Open Autonomous Intelligence Initiative

Advocates for Open AI Models

Is an Edge-Primary, Event-Based Assistant for Aging-in-Place Technically Feasible?

An OAII perspective on feasibility, cost, and architectural realism


One of the most common questions I receive when describing the OAII Base Model — particularly the World and Event objects — is straightforward and entirely reasonable:

Is this actually feasible today on edge hardware, and can it be done without becoming prohibitively expensive or complex?

The short answer is yes — provided the system is designed correctly.

The longer answer is that feasibility hinges less on raw model capability and more on architecture, gating, and a clear distinction between signals, events, and knowledge.


The Core Architectural Insight

The OAII Base Model does not assume continuous, high-cost inference across all sensors.

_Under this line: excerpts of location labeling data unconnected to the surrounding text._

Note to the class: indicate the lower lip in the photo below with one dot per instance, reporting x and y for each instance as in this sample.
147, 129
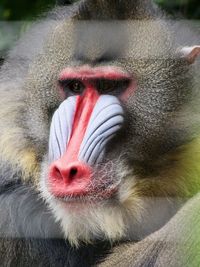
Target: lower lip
91, 197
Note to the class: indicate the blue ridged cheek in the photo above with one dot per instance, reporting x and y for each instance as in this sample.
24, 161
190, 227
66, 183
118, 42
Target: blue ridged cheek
106, 119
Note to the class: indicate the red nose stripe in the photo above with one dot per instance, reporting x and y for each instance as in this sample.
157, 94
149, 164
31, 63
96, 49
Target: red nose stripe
84, 107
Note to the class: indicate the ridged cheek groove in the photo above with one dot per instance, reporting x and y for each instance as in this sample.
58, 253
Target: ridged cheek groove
106, 119
61, 128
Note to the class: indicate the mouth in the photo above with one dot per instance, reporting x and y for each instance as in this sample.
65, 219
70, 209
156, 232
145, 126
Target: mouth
89, 195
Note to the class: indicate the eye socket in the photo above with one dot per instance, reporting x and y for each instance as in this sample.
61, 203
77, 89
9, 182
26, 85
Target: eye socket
105, 86
72, 86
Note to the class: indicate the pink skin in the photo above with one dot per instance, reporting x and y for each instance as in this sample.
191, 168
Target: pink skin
68, 176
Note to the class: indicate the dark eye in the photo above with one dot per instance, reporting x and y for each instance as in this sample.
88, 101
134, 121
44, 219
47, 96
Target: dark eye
105, 86
72, 86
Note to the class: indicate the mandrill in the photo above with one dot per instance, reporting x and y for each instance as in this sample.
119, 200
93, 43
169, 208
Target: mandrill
99, 139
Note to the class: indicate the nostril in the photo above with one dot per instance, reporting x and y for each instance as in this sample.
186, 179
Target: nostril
73, 172
56, 173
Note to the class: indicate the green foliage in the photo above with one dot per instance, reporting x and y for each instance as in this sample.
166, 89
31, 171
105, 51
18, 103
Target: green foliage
188, 8
26, 10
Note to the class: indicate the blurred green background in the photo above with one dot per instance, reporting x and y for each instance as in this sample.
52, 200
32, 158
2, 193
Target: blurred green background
15, 15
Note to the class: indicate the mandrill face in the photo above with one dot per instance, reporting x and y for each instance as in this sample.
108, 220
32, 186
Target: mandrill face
103, 116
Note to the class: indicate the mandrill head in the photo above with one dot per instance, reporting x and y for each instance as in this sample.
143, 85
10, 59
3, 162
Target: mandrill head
106, 102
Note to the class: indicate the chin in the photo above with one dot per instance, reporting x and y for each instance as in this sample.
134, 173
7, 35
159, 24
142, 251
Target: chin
107, 215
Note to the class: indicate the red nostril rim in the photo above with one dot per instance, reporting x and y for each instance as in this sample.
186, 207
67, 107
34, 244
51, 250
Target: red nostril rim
75, 171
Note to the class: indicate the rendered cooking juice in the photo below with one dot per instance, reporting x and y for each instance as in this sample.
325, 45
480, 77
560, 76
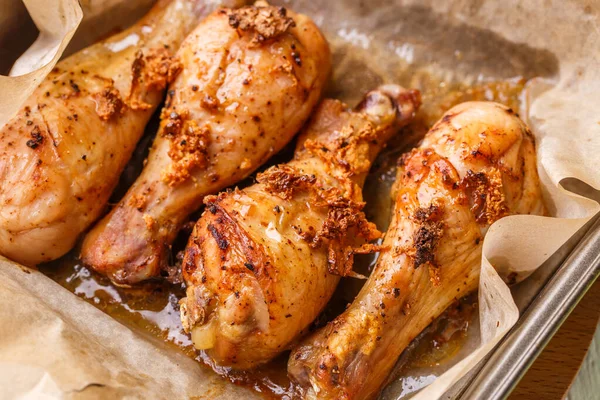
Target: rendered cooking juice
152, 308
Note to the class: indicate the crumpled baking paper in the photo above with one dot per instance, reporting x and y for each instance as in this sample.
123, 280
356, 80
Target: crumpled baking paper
54, 345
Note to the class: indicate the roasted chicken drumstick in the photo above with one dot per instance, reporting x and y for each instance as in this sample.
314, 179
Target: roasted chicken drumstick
62, 154
263, 261
476, 165
249, 80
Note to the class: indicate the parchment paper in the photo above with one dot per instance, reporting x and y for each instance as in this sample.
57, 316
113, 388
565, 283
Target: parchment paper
53, 344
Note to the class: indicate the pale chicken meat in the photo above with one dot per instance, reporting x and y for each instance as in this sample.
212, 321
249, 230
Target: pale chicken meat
249, 80
62, 154
263, 261
476, 165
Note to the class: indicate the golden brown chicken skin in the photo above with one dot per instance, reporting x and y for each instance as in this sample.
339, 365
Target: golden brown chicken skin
476, 165
62, 154
249, 80
263, 261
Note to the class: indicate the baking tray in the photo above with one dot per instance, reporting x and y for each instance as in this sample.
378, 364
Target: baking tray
562, 282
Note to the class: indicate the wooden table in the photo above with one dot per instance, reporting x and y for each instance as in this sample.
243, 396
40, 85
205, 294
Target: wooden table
553, 372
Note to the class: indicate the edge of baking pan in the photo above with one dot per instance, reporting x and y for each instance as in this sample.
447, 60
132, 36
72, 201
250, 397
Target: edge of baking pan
502, 371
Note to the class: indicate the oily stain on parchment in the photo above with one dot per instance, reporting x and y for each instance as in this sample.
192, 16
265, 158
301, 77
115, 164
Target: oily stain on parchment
152, 308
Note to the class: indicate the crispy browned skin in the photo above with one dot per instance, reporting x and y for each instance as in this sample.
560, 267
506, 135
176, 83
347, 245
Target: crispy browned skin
249, 80
262, 262
476, 165
62, 154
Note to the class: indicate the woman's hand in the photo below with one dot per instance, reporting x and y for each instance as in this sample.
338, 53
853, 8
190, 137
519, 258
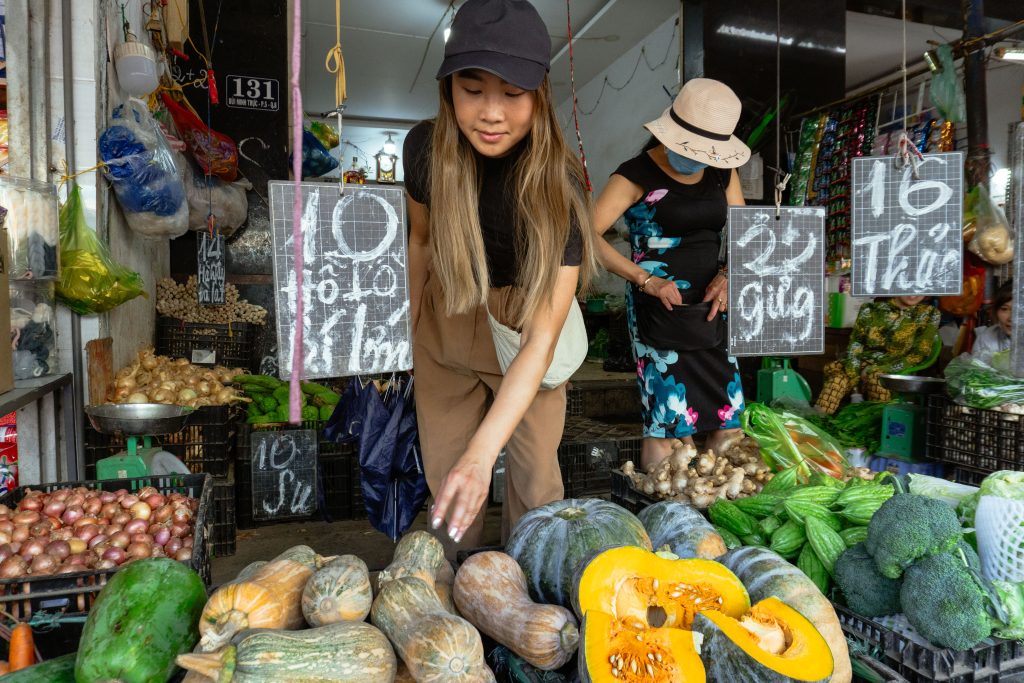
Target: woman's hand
462, 496
718, 294
664, 290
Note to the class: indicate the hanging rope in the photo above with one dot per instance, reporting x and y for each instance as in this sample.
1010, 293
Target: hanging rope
576, 111
295, 390
335, 63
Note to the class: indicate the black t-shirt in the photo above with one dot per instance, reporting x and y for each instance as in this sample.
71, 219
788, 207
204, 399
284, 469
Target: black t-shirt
497, 205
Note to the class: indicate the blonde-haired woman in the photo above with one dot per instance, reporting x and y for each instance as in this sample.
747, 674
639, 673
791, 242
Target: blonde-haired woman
500, 221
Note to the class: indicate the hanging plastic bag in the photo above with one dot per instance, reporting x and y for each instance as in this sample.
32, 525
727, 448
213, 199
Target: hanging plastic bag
946, 91
226, 201
91, 282
992, 240
787, 439
141, 170
215, 153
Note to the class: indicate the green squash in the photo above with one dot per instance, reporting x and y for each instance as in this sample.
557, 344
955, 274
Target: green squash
551, 542
143, 617
683, 529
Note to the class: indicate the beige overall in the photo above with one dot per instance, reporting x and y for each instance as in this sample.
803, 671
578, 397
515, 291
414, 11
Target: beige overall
457, 376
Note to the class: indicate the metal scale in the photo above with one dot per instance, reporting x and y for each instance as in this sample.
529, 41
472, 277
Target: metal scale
903, 421
134, 422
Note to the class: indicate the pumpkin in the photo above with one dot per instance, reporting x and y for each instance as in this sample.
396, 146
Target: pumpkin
344, 652
268, 598
637, 585
616, 650
773, 643
683, 529
436, 645
339, 591
491, 593
550, 542
767, 574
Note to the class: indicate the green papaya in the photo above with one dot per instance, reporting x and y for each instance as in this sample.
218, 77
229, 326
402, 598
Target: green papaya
145, 615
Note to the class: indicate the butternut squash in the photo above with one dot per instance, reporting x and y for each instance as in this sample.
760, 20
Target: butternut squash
339, 591
491, 592
269, 598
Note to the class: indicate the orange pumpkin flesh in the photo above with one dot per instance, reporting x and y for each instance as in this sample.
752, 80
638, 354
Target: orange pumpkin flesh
636, 585
624, 650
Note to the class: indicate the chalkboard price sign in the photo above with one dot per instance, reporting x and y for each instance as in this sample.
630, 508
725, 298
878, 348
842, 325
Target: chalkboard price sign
906, 226
210, 267
776, 281
284, 473
355, 295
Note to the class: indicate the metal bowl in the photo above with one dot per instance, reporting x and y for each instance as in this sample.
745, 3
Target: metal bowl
137, 419
912, 383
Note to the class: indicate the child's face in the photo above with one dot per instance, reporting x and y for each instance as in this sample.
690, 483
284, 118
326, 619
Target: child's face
1005, 315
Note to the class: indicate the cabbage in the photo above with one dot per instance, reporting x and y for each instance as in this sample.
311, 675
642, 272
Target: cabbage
947, 492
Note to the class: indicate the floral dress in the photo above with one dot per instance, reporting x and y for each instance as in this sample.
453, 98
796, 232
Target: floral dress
675, 233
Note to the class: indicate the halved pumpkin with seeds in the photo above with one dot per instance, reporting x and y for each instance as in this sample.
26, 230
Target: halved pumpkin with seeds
626, 650
656, 590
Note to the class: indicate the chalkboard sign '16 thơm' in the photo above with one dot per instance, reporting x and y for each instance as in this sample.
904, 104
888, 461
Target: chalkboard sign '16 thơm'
284, 473
776, 281
906, 225
355, 293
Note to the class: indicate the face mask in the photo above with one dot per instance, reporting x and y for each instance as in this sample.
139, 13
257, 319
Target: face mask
681, 164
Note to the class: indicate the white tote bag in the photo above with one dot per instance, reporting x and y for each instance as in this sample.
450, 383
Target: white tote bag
569, 352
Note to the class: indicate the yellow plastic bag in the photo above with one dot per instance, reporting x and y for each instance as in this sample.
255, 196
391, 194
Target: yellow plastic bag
91, 282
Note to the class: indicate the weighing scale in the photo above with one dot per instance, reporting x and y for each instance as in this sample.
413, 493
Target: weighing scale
135, 421
903, 420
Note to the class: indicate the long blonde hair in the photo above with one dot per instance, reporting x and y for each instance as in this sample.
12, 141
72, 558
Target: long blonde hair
550, 196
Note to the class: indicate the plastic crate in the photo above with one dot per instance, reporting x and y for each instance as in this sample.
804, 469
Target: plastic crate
232, 344
340, 494
974, 437
223, 531
205, 444
994, 660
75, 593
589, 452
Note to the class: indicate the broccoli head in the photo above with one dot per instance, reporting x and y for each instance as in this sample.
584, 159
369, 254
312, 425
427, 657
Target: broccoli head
945, 601
866, 591
908, 527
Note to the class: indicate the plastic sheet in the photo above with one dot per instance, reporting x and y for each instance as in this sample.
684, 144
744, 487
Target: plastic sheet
91, 282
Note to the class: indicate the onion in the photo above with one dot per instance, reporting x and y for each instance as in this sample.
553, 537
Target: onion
138, 550
115, 554
58, 549
72, 514
121, 540
12, 567
141, 510
26, 517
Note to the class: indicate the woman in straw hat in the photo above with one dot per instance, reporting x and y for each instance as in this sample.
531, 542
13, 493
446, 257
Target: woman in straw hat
675, 197
498, 216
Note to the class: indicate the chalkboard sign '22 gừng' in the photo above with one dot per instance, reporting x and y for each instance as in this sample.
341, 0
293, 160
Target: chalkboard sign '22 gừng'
906, 225
355, 293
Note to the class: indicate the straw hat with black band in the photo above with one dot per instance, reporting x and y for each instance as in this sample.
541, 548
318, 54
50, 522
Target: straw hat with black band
700, 122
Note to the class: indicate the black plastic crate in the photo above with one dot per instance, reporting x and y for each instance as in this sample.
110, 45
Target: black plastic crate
974, 437
76, 592
223, 531
589, 452
205, 444
994, 660
233, 345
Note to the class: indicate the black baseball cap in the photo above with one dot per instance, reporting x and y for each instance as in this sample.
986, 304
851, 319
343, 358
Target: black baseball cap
507, 38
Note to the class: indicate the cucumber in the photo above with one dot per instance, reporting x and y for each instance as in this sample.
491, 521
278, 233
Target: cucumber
143, 617
57, 670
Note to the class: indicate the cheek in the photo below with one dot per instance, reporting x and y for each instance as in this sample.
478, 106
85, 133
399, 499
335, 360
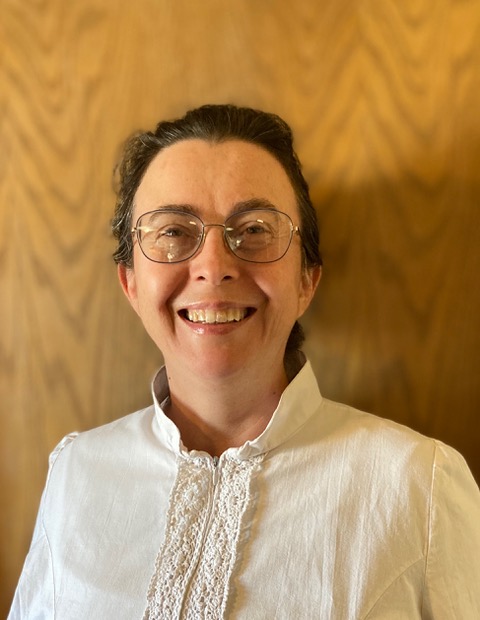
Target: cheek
156, 285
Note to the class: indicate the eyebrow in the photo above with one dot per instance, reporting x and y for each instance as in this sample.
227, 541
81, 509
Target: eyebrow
244, 205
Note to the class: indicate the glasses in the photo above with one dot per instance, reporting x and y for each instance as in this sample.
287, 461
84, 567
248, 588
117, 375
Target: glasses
256, 235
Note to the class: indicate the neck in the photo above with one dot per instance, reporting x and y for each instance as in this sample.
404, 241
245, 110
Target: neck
216, 414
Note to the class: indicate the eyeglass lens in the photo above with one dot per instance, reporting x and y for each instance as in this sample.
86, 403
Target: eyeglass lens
169, 236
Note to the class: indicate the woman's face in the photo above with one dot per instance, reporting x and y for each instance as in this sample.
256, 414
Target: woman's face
214, 314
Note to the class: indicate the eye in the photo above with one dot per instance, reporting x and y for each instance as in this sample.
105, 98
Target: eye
172, 231
255, 228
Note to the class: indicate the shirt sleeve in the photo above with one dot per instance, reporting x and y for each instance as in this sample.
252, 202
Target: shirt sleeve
452, 578
34, 596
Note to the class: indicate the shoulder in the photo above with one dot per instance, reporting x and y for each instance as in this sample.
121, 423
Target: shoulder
128, 433
387, 447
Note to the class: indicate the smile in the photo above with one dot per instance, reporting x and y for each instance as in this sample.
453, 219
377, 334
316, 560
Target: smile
210, 316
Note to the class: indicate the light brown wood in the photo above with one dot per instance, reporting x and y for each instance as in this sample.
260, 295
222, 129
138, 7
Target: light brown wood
383, 98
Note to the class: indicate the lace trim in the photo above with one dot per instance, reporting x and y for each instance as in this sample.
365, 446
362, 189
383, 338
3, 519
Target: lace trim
194, 565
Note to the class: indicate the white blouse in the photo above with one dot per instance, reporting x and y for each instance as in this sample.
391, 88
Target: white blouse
330, 514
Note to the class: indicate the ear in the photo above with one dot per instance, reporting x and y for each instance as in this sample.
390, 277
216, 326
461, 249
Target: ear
128, 282
310, 279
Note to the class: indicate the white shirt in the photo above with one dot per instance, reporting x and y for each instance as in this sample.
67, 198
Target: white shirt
329, 514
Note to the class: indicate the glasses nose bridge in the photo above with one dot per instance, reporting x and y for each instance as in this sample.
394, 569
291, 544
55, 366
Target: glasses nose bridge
204, 231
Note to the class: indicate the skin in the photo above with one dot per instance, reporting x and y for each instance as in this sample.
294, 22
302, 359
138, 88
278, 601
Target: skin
225, 379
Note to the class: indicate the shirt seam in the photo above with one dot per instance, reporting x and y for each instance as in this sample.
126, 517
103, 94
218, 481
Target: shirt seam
390, 585
429, 522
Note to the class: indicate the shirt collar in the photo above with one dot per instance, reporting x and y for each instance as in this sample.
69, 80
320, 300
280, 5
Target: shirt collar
299, 401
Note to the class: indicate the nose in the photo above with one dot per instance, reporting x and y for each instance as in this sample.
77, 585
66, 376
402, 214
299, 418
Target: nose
214, 262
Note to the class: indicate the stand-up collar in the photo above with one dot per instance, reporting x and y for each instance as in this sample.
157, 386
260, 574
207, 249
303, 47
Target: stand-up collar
298, 402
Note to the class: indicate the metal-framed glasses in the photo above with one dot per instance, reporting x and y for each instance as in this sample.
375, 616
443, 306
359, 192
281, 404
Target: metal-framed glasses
254, 235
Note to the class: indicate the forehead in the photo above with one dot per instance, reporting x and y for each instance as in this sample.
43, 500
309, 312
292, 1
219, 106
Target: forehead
214, 177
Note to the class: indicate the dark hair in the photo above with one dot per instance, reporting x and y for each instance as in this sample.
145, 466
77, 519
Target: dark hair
215, 123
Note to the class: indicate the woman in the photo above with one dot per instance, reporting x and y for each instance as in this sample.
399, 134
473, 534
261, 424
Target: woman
241, 492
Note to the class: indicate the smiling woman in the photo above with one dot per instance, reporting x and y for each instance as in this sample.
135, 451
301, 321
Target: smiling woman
241, 492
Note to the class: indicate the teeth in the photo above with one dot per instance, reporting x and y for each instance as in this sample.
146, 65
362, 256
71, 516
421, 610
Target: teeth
216, 316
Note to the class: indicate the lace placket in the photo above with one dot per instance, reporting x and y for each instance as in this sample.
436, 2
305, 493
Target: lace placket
194, 565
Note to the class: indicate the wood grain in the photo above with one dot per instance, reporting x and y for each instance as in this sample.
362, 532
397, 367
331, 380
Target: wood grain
383, 98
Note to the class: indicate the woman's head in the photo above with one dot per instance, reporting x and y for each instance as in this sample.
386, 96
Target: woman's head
215, 123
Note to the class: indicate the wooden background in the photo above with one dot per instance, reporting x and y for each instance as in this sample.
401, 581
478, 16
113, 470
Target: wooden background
384, 98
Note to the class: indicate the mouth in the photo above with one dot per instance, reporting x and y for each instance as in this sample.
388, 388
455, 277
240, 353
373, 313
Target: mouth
210, 316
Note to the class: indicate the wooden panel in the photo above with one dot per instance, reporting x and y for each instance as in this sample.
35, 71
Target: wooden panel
383, 98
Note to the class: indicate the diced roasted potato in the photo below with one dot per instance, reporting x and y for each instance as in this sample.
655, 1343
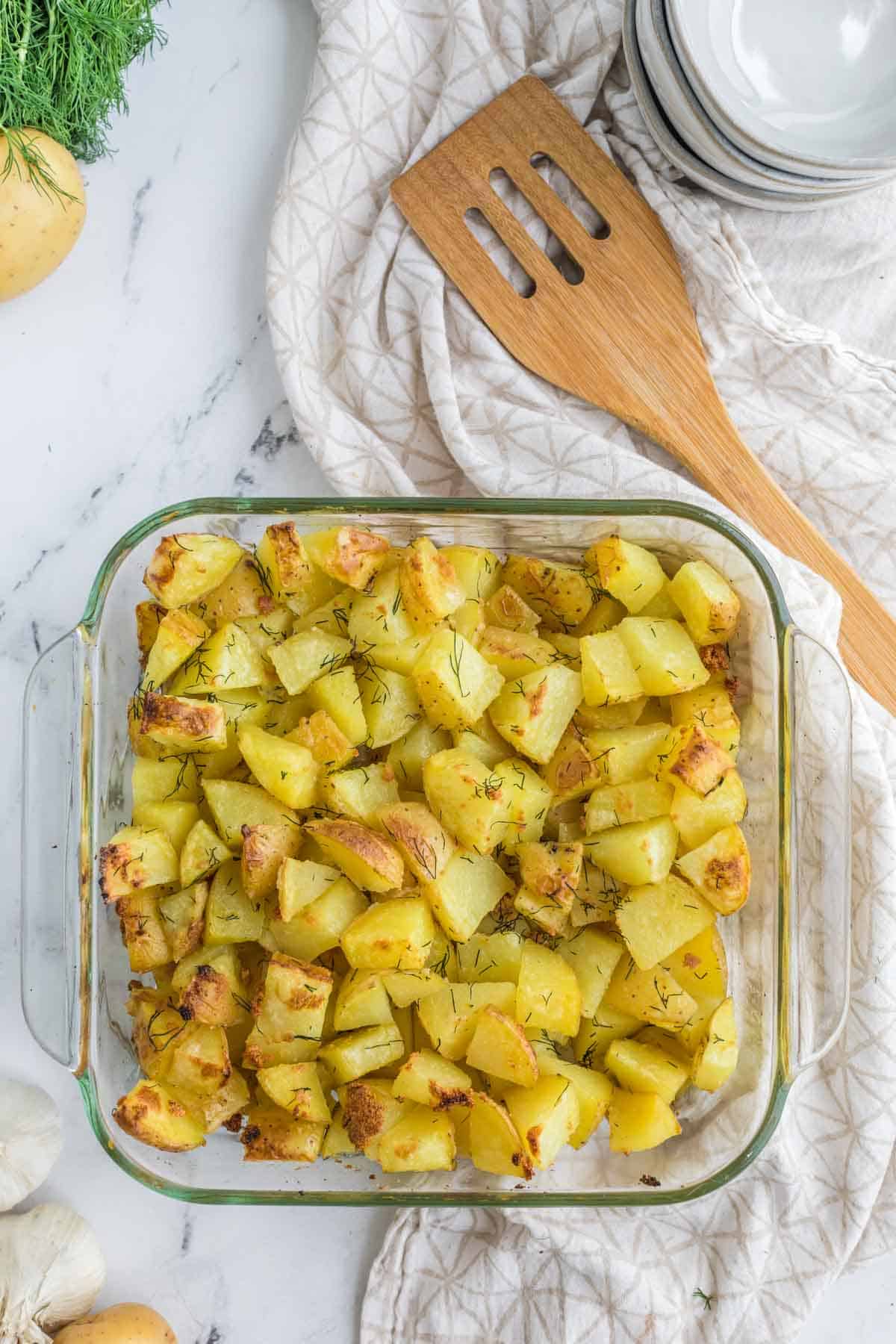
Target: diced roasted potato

Instead, it assumes an event-centric pipeline:

  1. Always-on, low-cost sensing establishes situational awareness
  2. Candidate Events are formed when deviations from baseline occur
  3. Higher-cost sensing and inference is invoked only when warranted
  4. Events are declared, revised, or closed based on accumulating evidence

This is why the Event object is defined as:

An interpreted occurrence derived by comparing current observations to Sensor Knowledge, within a World.

Not as a continuous state, and not as a medical inference.


What Is Feasible on the Edge Today

1. Low-Cost Sentinel Signals (Always-On)

These are inexpensive in compute, power, and hardware cost:

  • Motion (PIR / IMU)
  • Door / contact sensors
  • Time-of-day and duration tracking
  • Basic device state signals

These signals are sufficient to establish routine, absence, transition, and anomaly patterns — which already cover a large fraction of aging-in-place use cases.

In OAII terms, these signals continuously inform Event CANDIDATE evaluation.


2. Audio Processing (Triggered, Not Continuous)

Edge-resident audio processing is feasible today if it is:

  • gated by voice-activity detection or event triggers
  • limited in duration
  • privacy-aware and locally processed

Speech transcription or acoustic classification does not need to run continuously to support meaningful Events. In most cases, a short snippet is sufficient to confirm or revise an Event candidate.


3. Vision as an Episodic Sensor

Vision is the most expensive modality — and also the most misunderstood.

The OAII Base Model does not require:

  • continuous video streaming
  • full scene understanding
  • identity recognition

Instead, vision is treated as an episodic signal source, activated only when:

  • a candidate Event crosses a confidence threshold, or
  • contextual axes (time, location, activity) indicate ambiguity

This makes local vision-based confirmation feasible even on modest edge hardware.


4. Sensor Knowledge Is the Real Enabler

The critical technical insight is the role of Sensor Knowledge:

  • baselines (typical motion patterns)
  • learned routines
  • calibration data
  • embeddings or feature summaries
  • geofences and thresholds

Events are not recognized by raw sensor values alone, but by comparison to locally stored knowledge.

This comparison is computationally cheap and maps cleanly to the Event methods:

  • evaluate_event_candidate
  • declare_event
  • revise_event
  • close_event

Why This Is Not Prohibitive

Hardware Cost Is Controllable

An OAII-conformant system does not mandate any specific hardware tier.

  • Basic deployments may rely on inexpensive sensors and a small edge computer
  • Richer deployments may add episodic audio or vision capability
  • Worlds without certain sensors remain fully valid

The standard explicitly allows World-specific event types and sensor sets, avoiding an implicit “one size fits all” requirement.


Compute Cost Is Bounded by Design

The Event lifecycle explicitly supports:

  • CANDIDATE states with low-cost evaluation
  • incremental confidence updates
  • graceful degradation under missing or noisy data

At no point is the system required to force certainty or escalate unnecessarily.

This is what keeps the architecture edge-friendly.


What the OAII Model Explicitly Avoids

To remain feasible and ethically sound, the Base Model deliberately avoids:

  • medical diagnosis
  • intent attribution
  • centralized surveillance assumptions
  • global ontology enforcement
  • continuous multimodal inference

The focus is on observability, not speculation.


The Bottom Line

An edge-primary, event-based assistant for aging-in-place is technically feasible today, and it can be built without prohibitive cost if:

  • Events are treated as contextual interpretations, not raw signals
  • Sensor Knowledge is local and incremental
  • Expensive modalities are gated and episodic
  • Worlds and Event types are allowed to be specific and local

The OAII Base Model is intentionally aligned with these realities. It does not assume future hardware, speculative AI capabilities, or fragile cloud dependencies.

It assumes disciplined architecture.


This post reflects the intent of the OAII Base Model v0.1.x and the ongoing Open SGI MVP exploration.